2.1 You should have a designated stakeholder pension scheme for relevant employees.
- Consult your staff about which scheme to choose. While you should consider their views, you are not obliged to act on them.
- Ensure that the designated scheme is registered with the Pensions Regulator (formerly Opra).
2.2 You must make your employees aware of the scheme you have designated, but you do not need to promote it actively.
- You must be prepared to pass information about the scheme to your employees, or to allow the provider to do so.
- Your provider should produce most of the marketing materials.
- You need some system for answering employees' questions but do not give employees individual advice.
- You can encourage staff to invest in a pension, but do not recommend one particular scheme.
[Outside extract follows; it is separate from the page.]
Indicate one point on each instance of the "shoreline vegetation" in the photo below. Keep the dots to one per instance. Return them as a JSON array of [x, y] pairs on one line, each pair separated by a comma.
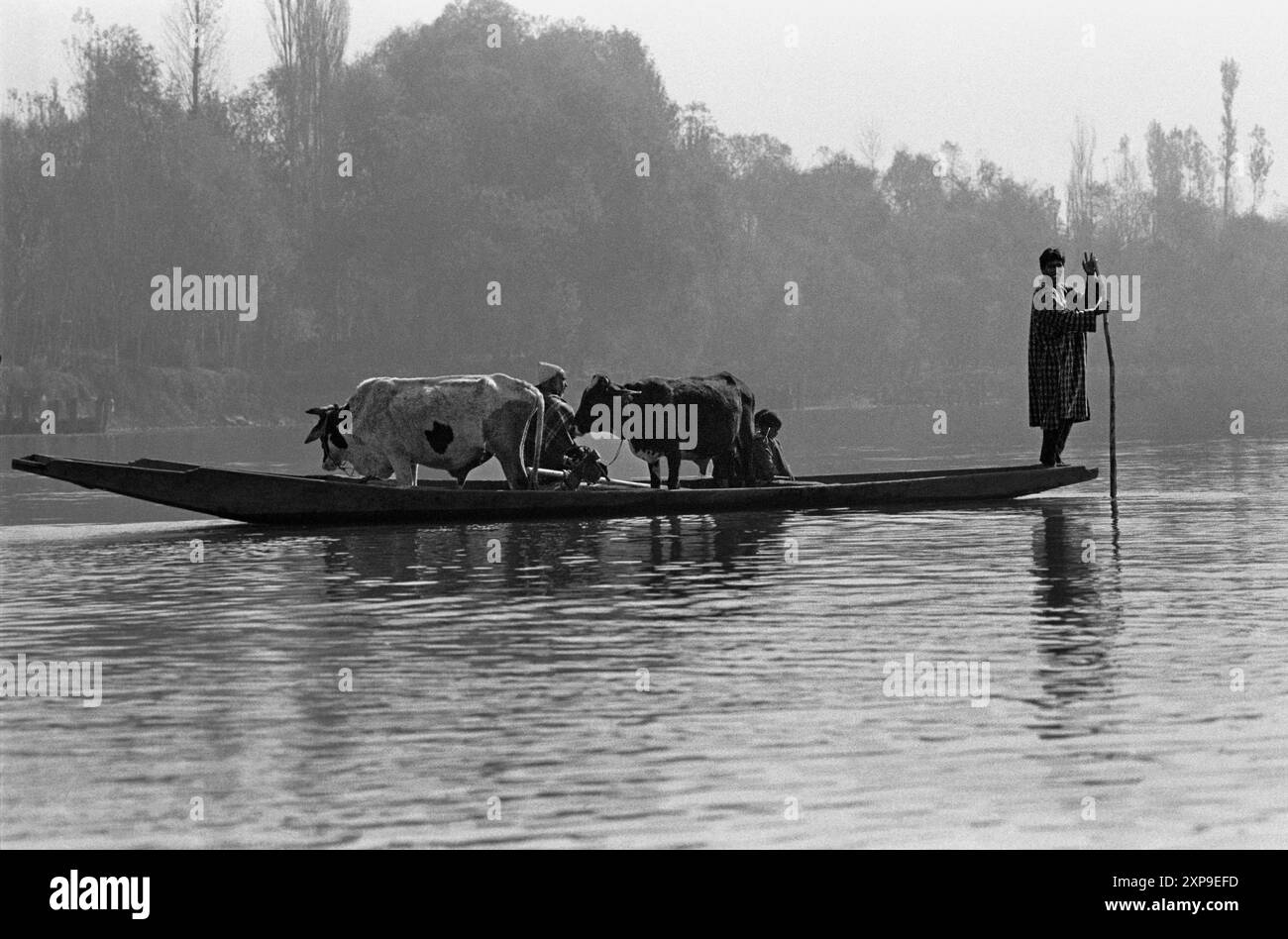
[[445, 204]]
2.3 You must deduct the employee's contributions from pay, if asked to do so, and forward them to the provider of the designated stakeholder scheme.
- The employee decides on the size of his or her contributions. He or she can now choose to put up to 100 per cent of their earnings into pension funds, and provided they are registered with HM Revenue & Customs, the whole amount will qualify for tax relief.
- Employees must be allowed to change the level of their contributions, but the employer need not accept more than one change every six months. They can ask you to stop deductions at any time. If this is the case, you do not have to restart them until six months is up.
- Deductions are made from earnings after tax. HM Revenue & Customs will credit basic rate tax relief for all members to the stakeholder pension provider later. Higher rate tax payers can claim additional relief through self-assessment tax returns.
- Contributions deducted from pay must be paid to the provider by the 19th of the following month.